Philostratus Flavius: Opera and Bibilia do Jeronimos are are both often attributed to the talented Florentine master, Attavante Degli Attavanti, but the Philostratus Flavius: Opera is now agreed to have been Boccardino il Vecchio.













Another piece that inspired me was this, found online and attributed to Attavante Degli Attavanti, but sadly I cannot find the source of this page (and believe me, I've scoured my sources to try to find it!). It is said that Attavante did work for Matthias Corvinus of Hungary as he was building his magnificent library, the Bibliotheca Corviniana. The aforementioned Philostratus Flavius: Opera is from this library. Note: The book, Bibliotheca Corviniana indicates that this was indeed Attavante's work, and the manuscript is in the Vattican library. When I'm less swamped, I'll come back and edit this post to include that reference.

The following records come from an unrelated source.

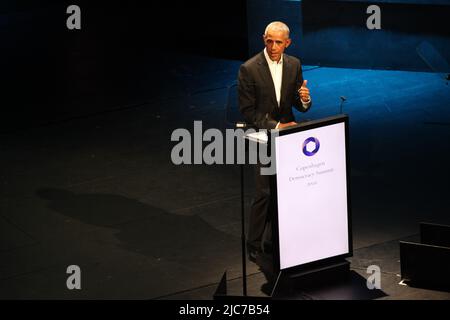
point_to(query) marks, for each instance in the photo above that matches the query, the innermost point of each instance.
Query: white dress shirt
(276, 70)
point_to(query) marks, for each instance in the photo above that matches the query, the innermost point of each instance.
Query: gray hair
(277, 26)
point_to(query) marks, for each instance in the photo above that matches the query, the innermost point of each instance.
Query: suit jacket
(257, 99)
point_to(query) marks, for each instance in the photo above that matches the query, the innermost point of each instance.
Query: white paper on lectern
(259, 136)
(312, 196)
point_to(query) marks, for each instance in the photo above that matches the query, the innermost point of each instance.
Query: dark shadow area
(52, 73)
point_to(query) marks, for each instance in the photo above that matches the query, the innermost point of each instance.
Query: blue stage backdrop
(414, 34)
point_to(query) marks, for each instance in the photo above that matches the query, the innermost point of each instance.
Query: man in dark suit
(269, 84)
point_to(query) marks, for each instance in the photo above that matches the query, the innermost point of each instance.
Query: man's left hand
(304, 92)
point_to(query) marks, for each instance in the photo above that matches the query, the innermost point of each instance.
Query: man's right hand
(288, 124)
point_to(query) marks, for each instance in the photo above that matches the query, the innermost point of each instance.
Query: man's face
(276, 42)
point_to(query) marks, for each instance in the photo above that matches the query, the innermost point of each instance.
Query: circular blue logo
(311, 146)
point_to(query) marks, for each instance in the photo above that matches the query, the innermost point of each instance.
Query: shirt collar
(269, 61)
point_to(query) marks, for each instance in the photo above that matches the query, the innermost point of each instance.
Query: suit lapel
(264, 72)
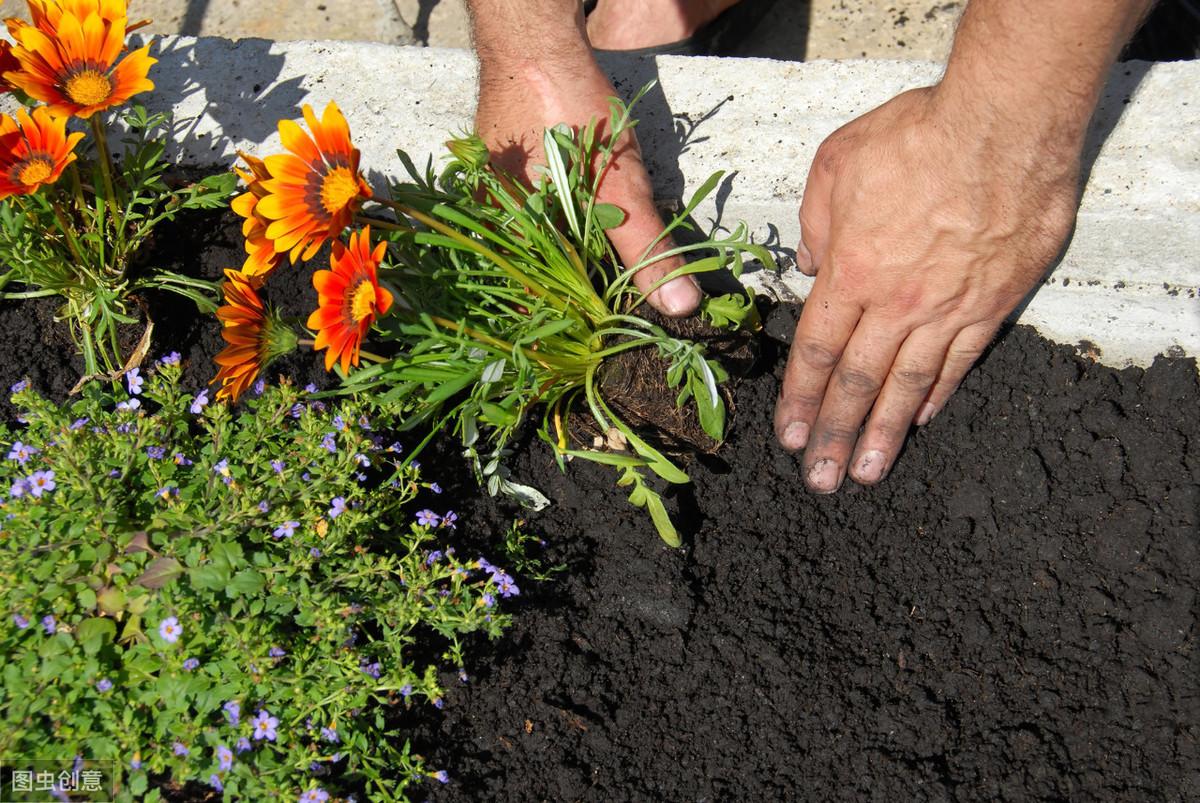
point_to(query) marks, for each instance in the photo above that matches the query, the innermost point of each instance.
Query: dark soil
(1011, 616)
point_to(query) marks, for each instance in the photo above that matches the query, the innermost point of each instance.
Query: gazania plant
(487, 304)
(72, 217)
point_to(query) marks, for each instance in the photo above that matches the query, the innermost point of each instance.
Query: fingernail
(796, 436)
(825, 477)
(870, 467)
(679, 297)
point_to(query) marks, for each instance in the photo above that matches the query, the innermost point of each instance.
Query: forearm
(1036, 67)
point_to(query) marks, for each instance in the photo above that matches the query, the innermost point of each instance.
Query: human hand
(924, 228)
(510, 118)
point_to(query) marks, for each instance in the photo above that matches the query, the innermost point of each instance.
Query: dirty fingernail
(796, 436)
(825, 477)
(870, 467)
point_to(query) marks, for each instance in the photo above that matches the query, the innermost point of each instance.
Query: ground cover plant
(72, 219)
(489, 303)
(235, 599)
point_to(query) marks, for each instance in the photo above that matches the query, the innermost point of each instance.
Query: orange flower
(349, 299)
(255, 336)
(313, 191)
(66, 58)
(34, 150)
(262, 258)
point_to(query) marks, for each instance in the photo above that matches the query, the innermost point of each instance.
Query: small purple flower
(264, 726)
(41, 483)
(22, 453)
(169, 629)
(337, 507)
(199, 402)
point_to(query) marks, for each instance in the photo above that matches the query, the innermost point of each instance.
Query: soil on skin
(1009, 616)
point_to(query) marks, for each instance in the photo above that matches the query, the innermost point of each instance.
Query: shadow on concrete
(249, 107)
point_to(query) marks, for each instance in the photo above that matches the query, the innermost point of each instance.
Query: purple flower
(169, 629)
(41, 483)
(22, 453)
(337, 507)
(264, 726)
(199, 402)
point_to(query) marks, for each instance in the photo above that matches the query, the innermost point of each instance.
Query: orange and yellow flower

Typical motifs include a ton of acanthus, medallions featuring symbolism, jewels and pearls, and vibrant jewel tones. I chose to ignore the common theme of putti and/or cherubs.

The final piece included Sir Marcello's registered device, devices from his associated households, and elements of devices from those who have had a strong influence in his life, and of course several laurel wreaths.

Photos were taken after Her Majesty, Esther, had signed the scroll but before His Majesty, Ibrahim, had a chance to do so. Rest assured, this happened before it was awarded.









This piece is on Arches hot press using Winsor and Newton gouache, Finetec metallic pigments, and Pilot Ishirozuki ink. The calligraphy is a humanist hand, often found in Renaissance Italy.

If there is significant interest, I can put together an album of "in progress" pictures, showing the different stages of development this piece went though, and what order I worked in.